You should start your own thread.

Armstrong is a clone of the lennox elite and signature series, depending on model. Not at all low end, I wouldn't hesitate to buy.

Concord is a clone of the lennox merit series - entry level stuff.


----------



## njsettles

What type of furnace and ac would u recommend?


----------



## supers05

njsettles said:


> What type of furnace and ac would u recommend?


Any that you can afford and get your hands on. It really doesn't matter, the installer matters much more. Go with something mid range.


----------



## Hvac4870

Missouri Bound said:


> Very little. Both are low-end models . Concord is a builders model and Armstrong is almost the same but residential based.
> The only good thing is that both are a subsidiary of Lennox.
> Imagine the Cadillac / Chevrolet comparison.
> All of them work, some have better quality components, a better warranty, etc.


----------



## Hvac4870

Missouri Bound said:


> Very little.

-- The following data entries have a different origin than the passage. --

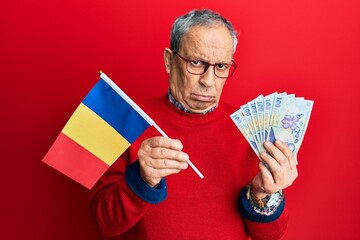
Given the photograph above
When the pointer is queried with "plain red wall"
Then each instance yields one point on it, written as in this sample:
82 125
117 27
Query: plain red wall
51 52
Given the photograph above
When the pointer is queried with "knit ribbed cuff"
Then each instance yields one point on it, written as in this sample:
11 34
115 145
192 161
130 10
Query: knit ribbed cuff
141 188
247 210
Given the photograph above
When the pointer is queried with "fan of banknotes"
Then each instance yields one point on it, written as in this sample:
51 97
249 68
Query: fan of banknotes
276 116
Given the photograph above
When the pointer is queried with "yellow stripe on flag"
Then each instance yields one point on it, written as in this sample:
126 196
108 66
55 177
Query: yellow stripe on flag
93 133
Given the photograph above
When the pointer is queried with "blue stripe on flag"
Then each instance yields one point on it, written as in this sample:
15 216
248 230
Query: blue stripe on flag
111 107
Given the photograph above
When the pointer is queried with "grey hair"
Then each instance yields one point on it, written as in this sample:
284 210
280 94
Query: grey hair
205 18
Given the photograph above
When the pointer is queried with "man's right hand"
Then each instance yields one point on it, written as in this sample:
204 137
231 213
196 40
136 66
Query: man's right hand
160 157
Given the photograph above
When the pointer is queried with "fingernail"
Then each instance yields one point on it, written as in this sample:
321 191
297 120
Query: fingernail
267 143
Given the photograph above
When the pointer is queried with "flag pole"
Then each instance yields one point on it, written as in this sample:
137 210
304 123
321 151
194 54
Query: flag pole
142 113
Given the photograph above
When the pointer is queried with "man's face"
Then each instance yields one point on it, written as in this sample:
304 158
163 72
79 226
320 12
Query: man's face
199 93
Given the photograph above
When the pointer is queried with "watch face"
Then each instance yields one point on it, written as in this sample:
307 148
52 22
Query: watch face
273 198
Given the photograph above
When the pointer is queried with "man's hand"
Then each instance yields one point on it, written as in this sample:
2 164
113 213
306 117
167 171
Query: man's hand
282 166
160 157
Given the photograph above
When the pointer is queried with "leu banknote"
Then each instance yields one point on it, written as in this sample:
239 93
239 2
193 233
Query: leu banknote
275 116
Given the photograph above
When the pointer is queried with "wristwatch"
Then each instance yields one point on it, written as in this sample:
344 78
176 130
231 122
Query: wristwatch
268 201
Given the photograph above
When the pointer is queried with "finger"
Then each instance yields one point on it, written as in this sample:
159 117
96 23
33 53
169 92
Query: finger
284 148
161 164
165 143
267 178
276 170
276 153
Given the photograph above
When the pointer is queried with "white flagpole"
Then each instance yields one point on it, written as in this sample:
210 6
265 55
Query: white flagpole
142 113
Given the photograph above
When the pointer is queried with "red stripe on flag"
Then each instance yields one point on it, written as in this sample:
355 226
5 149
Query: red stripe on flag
74 161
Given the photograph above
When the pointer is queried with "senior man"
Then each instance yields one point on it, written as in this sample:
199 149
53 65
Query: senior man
148 193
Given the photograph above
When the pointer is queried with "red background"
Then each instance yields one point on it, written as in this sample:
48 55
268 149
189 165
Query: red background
51 52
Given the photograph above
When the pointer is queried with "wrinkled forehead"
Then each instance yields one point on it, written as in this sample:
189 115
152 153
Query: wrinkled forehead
210 43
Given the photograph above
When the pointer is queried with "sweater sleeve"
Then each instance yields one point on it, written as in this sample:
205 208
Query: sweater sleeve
121 198
263 227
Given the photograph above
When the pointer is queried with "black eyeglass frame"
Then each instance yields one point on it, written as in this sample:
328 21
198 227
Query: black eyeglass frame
233 64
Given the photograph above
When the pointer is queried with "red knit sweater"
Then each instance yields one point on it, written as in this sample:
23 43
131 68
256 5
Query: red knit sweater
194 208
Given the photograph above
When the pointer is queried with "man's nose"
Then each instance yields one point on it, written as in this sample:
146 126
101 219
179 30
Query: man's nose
208 78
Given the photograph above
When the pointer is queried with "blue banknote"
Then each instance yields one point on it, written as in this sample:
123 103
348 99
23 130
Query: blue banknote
275 116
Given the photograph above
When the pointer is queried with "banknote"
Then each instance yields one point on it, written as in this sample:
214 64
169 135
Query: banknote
275 116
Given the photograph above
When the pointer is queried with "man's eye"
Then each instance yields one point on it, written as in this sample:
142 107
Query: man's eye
197 63
222 67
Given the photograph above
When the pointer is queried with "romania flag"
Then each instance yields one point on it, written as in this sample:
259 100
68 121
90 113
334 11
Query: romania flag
102 127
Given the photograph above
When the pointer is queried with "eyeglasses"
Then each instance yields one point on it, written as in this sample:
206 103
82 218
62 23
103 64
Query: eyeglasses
198 67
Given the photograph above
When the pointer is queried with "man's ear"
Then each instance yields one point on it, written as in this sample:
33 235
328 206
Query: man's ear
168 59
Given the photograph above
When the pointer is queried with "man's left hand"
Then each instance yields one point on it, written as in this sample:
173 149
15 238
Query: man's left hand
282 172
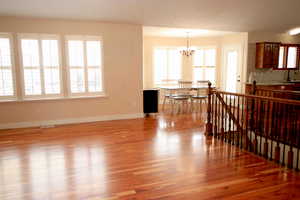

Both are low-end models . Concord is a builders model and Armstrong is almost the same but residential based.
> The only good thing is that both are a subsidiary of Lennox.
> Imagine the Cadillac / Chevrolet comparison.
> All of them work, some have better quality components, a better warranty, etc.


----------



## Hvac4870

Low end models? I bet your a owner of company that has to sell 400000$ worth of equipment a year to keep other competitors 40 miles away. The Tranes and Carriers don’t heat your house any better than the Concord, other than they have a few more sensors for you to replace every year. Warranties are the same. Hvac companies don’t put their so called techs on the job, they send out salesman!


----------



## roughneck

Hvac4870 said:


> Low end models? I bet your a owner of company that has to sell 400000$ worth of equipment a year to keep other competitors 40 miles away. The Tranes and Carriers don’t heat your house any better than the Concord, other than they have a few more sensors for you to replace every year. Warranties are the same. Hvac companies don’t put their so called techs on the job, they send out salesman!


You’ve dug up an old thread that in itself has been dug up before. 
I don’t know what has happened to you to be so negative but not all techs are salesman. I personally could care less about selling anything. I fix things. If I wanted to sell I’d go into the used car business.


----------